There’s a cycle to games that reflects Kolb’s learning styles. He’s the guy who talks about experiential learning, and that learning happens even when there is no teacher around. You might see this in action whenever you see a kids huddle around a computer game. You might have also noticed that even though only one is actually playing, the others are actively watching. This is what Kolb calls active observation. You might then have seen kids wade in with tips, pointing at the screen or calling out ideas and instructions to the player. This is them thinking, or what Kolb calls abstract conceptualisation. They are predicting what will happen next much of the time. Eventually all this leads to doing, or rather active experimentation leading to feelings – excitement, disappointment – being in the zone or boredom. This is where games close the loop, by providing concrete experiences.
To be good at a modern game requires kids to acquire declarative, procedural and strategic knowledge. Kids will often be hurtling around this loop often unaware of the process. There is a generation gap of technical knowledge with teachers rarely playing of even having knowledge of games. What games do very well is place kids in recursive loops that promote persistent re-engagement and meta-cognition. Whether a game is single, multi or massively multiplayer, as soon as more than one kid is present, these learning loops are engaged, but not synchronous. As one is doing, the other is watching etc., Now multiply that by 12 million players, all working to increase their knowledge and skill of the game at different rates, and we have a highly complex social learning design.

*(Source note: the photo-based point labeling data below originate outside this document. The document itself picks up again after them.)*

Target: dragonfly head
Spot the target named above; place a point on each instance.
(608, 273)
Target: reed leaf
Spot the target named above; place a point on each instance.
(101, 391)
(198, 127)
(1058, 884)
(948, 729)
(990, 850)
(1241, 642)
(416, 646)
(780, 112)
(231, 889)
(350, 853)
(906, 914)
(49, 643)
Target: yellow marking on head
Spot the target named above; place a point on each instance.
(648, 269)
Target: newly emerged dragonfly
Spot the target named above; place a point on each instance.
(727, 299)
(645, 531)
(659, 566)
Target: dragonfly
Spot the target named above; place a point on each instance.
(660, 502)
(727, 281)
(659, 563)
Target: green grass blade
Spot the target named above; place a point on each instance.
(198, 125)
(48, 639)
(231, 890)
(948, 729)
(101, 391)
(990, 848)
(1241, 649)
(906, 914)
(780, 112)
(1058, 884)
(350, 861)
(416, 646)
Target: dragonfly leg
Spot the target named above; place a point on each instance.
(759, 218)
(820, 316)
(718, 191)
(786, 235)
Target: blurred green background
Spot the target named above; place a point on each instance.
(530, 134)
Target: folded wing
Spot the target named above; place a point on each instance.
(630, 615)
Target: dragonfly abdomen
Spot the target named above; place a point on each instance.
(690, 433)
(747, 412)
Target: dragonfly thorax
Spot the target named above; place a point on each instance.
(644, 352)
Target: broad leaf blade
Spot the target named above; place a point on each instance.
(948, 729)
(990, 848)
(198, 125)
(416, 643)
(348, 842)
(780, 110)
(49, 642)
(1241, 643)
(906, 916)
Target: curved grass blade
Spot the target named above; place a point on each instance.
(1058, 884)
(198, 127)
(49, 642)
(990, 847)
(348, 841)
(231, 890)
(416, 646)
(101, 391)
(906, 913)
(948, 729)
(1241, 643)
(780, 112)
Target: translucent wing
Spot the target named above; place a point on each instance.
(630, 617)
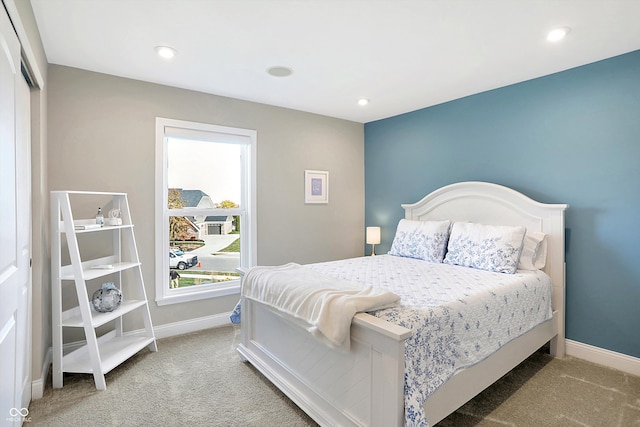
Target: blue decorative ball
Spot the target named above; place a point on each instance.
(107, 298)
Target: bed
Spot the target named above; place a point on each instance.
(367, 385)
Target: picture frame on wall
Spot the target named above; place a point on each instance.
(316, 186)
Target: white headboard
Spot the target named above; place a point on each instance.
(495, 204)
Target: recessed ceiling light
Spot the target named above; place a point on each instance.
(558, 34)
(279, 71)
(166, 52)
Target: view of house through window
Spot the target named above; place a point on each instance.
(204, 182)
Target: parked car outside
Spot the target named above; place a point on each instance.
(180, 260)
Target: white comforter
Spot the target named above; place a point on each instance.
(458, 315)
(322, 304)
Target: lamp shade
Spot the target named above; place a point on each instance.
(373, 235)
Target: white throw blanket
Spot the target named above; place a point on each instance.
(324, 304)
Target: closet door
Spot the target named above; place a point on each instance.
(15, 196)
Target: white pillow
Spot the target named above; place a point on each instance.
(534, 251)
(486, 247)
(425, 240)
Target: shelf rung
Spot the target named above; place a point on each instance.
(113, 351)
(73, 318)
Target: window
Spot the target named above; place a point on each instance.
(205, 209)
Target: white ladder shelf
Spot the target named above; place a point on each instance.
(102, 353)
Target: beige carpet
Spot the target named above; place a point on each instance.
(198, 380)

Teachers are trained in traditional methods that do not include the use of games in the curriculum. Only researchers and a few innovative teachers have embraced video games for learning beyond ‘elearning games’. Students are being training to learn in very fast cycles, and are well able to phase their own learning cycle with other players – and spectators in order to improve their performance. In fact, learning though a game would not work if every advanced in sync with each other. When we compare this to the way most adults learned about technology – though step by step training and follow the leader tutorials it is very different – however, classroom activities are often exactly like this – as students advance as a mass, rather than as individuals – which results in a tempo for learning that is often very pedestrian and linear.
This isn’t to say teachers are not interested. Numerous reports by organisations such as FutureLab report high numbers of students and teachers interested in game based learning, but not necessarily (as many are) for the purpose of research. It seems to me, that the advent of social media, and teachers forming personal learning networks is that teachers are exposed more and more to affective learning methods using Twitter, Facebook etc., If you revisit Kolb’s cycle, it’s not too hard to see the cycle in personal learning networks.

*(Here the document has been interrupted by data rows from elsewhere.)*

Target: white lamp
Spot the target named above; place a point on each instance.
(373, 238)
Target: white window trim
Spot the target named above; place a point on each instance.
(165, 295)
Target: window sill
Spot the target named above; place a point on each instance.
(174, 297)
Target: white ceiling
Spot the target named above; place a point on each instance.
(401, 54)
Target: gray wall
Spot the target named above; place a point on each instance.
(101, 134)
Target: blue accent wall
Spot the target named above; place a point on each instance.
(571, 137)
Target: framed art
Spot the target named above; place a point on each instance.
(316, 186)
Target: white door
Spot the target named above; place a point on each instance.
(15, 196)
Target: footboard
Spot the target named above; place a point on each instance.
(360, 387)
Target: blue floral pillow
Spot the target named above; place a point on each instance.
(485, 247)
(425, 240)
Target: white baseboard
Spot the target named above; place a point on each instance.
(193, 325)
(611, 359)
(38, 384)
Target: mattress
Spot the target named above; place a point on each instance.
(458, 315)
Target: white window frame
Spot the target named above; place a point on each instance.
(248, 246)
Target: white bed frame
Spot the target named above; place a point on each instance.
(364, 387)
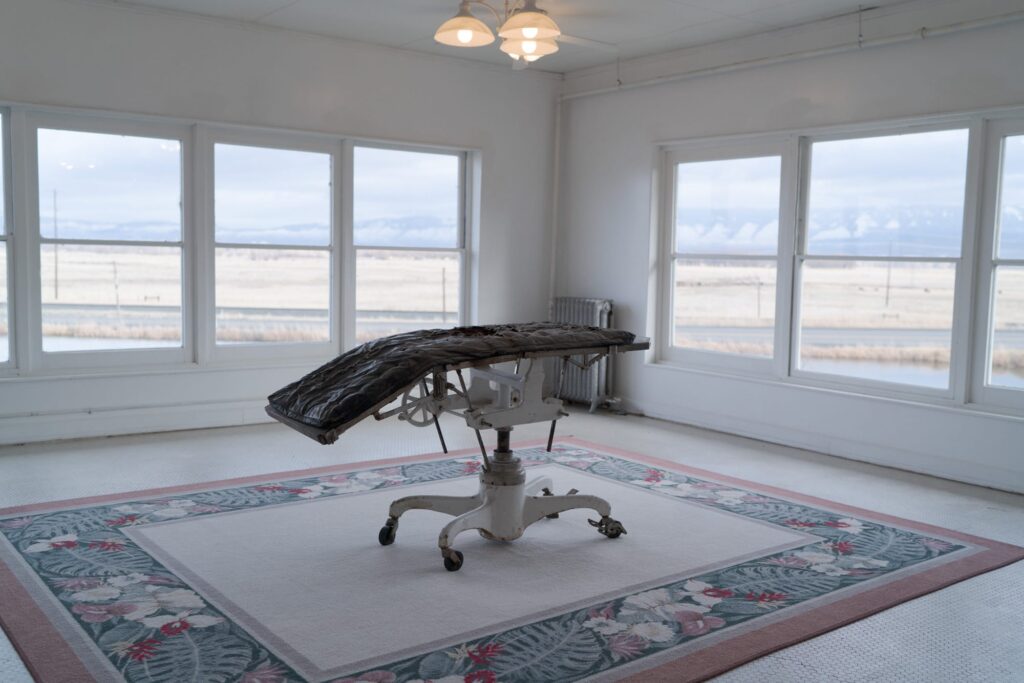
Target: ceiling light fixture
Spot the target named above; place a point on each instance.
(527, 32)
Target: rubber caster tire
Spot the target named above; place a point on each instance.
(614, 530)
(454, 564)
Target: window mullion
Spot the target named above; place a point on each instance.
(963, 338)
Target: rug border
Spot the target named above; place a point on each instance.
(48, 656)
(706, 664)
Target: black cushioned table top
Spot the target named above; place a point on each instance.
(338, 394)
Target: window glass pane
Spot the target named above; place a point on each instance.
(406, 199)
(4, 325)
(99, 186)
(1008, 335)
(3, 185)
(273, 197)
(272, 295)
(401, 291)
(1012, 199)
(99, 297)
(880, 321)
(728, 206)
(726, 306)
(898, 195)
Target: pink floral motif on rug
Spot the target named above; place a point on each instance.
(85, 598)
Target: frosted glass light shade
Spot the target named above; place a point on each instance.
(464, 30)
(529, 48)
(529, 24)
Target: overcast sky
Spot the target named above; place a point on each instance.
(111, 185)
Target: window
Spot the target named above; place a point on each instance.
(410, 246)
(881, 251)
(110, 220)
(724, 246)
(273, 245)
(1003, 269)
(4, 270)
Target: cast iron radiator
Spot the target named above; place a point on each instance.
(592, 386)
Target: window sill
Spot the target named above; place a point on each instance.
(903, 398)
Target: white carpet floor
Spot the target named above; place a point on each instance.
(970, 632)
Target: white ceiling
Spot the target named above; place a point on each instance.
(630, 28)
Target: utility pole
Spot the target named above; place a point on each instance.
(56, 233)
(889, 272)
(443, 295)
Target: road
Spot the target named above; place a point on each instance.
(383, 322)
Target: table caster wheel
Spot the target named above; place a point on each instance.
(453, 560)
(386, 536)
(608, 526)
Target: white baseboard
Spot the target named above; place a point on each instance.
(974, 472)
(130, 421)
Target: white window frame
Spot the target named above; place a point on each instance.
(960, 330)
(32, 356)
(7, 239)
(783, 146)
(462, 222)
(988, 262)
(209, 351)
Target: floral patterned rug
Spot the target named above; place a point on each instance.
(83, 601)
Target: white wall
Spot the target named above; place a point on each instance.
(609, 154)
(83, 54)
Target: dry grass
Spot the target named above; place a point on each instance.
(707, 296)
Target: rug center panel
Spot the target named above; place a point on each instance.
(310, 580)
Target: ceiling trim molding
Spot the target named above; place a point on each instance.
(253, 26)
(845, 33)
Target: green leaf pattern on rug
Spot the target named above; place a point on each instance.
(154, 627)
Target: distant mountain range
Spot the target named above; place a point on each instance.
(407, 231)
(853, 231)
(901, 231)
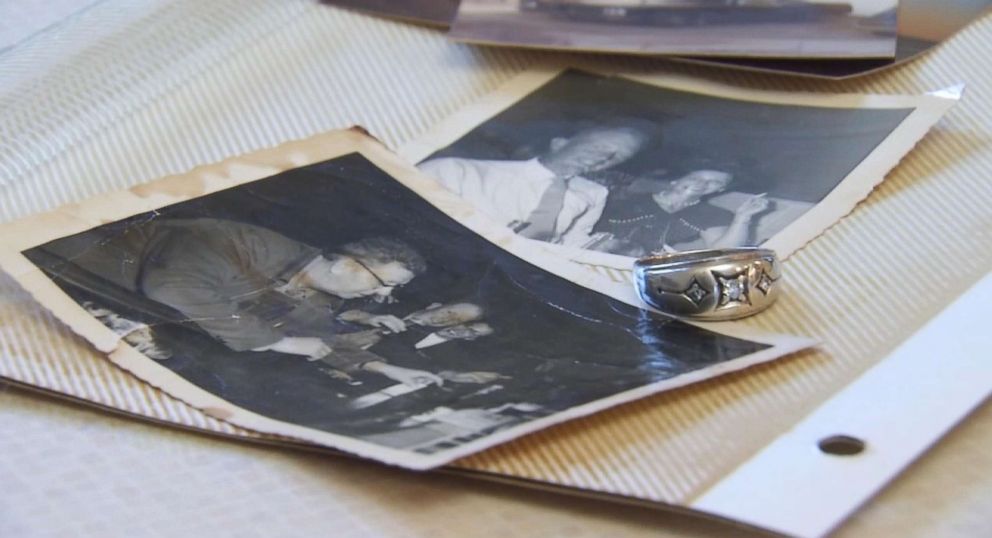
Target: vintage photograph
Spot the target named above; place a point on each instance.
(729, 28)
(921, 26)
(432, 12)
(608, 169)
(335, 301)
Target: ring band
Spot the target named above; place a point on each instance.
(709, 285)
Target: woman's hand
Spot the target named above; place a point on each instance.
(751, 207)
(390, 323)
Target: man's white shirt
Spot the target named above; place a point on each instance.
(510, 191)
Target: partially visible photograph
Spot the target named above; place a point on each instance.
(728, 28)
(332, 303)
(921, 26)
(601, 164)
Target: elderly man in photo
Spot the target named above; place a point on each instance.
(257, 290)
(546, 198)
(651, 215)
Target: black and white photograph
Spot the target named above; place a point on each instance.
(430, 12)
(332, 297)
(611, 168)
(728, 28)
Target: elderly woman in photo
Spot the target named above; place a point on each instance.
(649, 215)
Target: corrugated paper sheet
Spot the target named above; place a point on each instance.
(125, 92)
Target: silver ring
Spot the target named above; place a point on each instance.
(709, 285)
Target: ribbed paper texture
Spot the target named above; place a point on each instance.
(287, 69)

However, don’t be fooled by gamification or games based learning. Badges and tokens won’t change motivation or intent in schools very much in my view – unless the method is designed – from the outset using game-theory, complete with actors, narrative, fantasy (and room for error and conflicting ideas). Training teachers to recognise what an experiential learning cycle looks like, and how effective affective learning can be using the full range of tools on offer today seem more important than teaching them yet more ‘skills’, as no matter what tool they learn – if it’s not used in a way that resonates with kids who are – as they say – growing up digital, no ICT will engage and re-engage them over and over the way games do.

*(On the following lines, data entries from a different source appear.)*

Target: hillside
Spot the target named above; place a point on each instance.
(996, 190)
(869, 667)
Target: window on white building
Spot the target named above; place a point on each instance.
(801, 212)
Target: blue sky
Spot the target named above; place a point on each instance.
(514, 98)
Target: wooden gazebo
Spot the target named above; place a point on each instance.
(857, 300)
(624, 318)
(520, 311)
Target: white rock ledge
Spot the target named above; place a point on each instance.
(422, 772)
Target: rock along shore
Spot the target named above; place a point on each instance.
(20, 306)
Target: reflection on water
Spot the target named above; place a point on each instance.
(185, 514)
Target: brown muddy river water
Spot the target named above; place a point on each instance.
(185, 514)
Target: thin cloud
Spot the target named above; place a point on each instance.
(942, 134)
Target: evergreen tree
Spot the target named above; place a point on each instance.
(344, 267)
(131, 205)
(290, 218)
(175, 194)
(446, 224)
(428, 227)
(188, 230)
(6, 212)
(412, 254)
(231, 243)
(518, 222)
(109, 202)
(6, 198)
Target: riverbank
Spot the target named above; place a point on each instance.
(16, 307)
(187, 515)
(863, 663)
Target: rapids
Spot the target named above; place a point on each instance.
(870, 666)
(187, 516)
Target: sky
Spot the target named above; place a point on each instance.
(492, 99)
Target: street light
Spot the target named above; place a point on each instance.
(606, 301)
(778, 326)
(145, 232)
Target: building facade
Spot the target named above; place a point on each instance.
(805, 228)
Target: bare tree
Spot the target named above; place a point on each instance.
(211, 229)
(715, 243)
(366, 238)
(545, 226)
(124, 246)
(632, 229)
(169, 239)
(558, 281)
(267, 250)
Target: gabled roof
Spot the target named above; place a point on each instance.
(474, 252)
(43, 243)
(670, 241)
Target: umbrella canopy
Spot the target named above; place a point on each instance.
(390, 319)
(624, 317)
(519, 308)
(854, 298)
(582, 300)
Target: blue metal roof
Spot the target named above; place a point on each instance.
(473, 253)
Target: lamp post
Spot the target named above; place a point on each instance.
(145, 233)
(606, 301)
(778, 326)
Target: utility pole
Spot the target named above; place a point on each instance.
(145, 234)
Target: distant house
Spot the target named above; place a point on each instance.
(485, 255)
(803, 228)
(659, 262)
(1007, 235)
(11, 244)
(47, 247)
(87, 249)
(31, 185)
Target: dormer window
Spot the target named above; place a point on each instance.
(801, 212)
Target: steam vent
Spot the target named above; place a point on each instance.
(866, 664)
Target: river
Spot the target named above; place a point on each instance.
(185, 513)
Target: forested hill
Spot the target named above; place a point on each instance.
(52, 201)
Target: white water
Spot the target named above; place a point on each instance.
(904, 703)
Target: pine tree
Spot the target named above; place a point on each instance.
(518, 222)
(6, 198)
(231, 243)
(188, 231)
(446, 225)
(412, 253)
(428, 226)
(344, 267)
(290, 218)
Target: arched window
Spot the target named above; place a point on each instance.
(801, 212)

So why not make learning fun – it doesn’t mean the teacher won’t play a crucial (exhilarating role) in achieving the learning outcomes, be it declarative, affective – it just means we fundamentally need to training teachers to think in cycles that reflect the digital-age-tempo. You don’t even need a video-game to do this – you classroom is more than capable of being a game-world, and students players. It’s a mindset, not a console issue – but it’s not something anyone’s going to do well, without having a clear vision, roadmap and passion to do it – unless you’re in the games industry of course.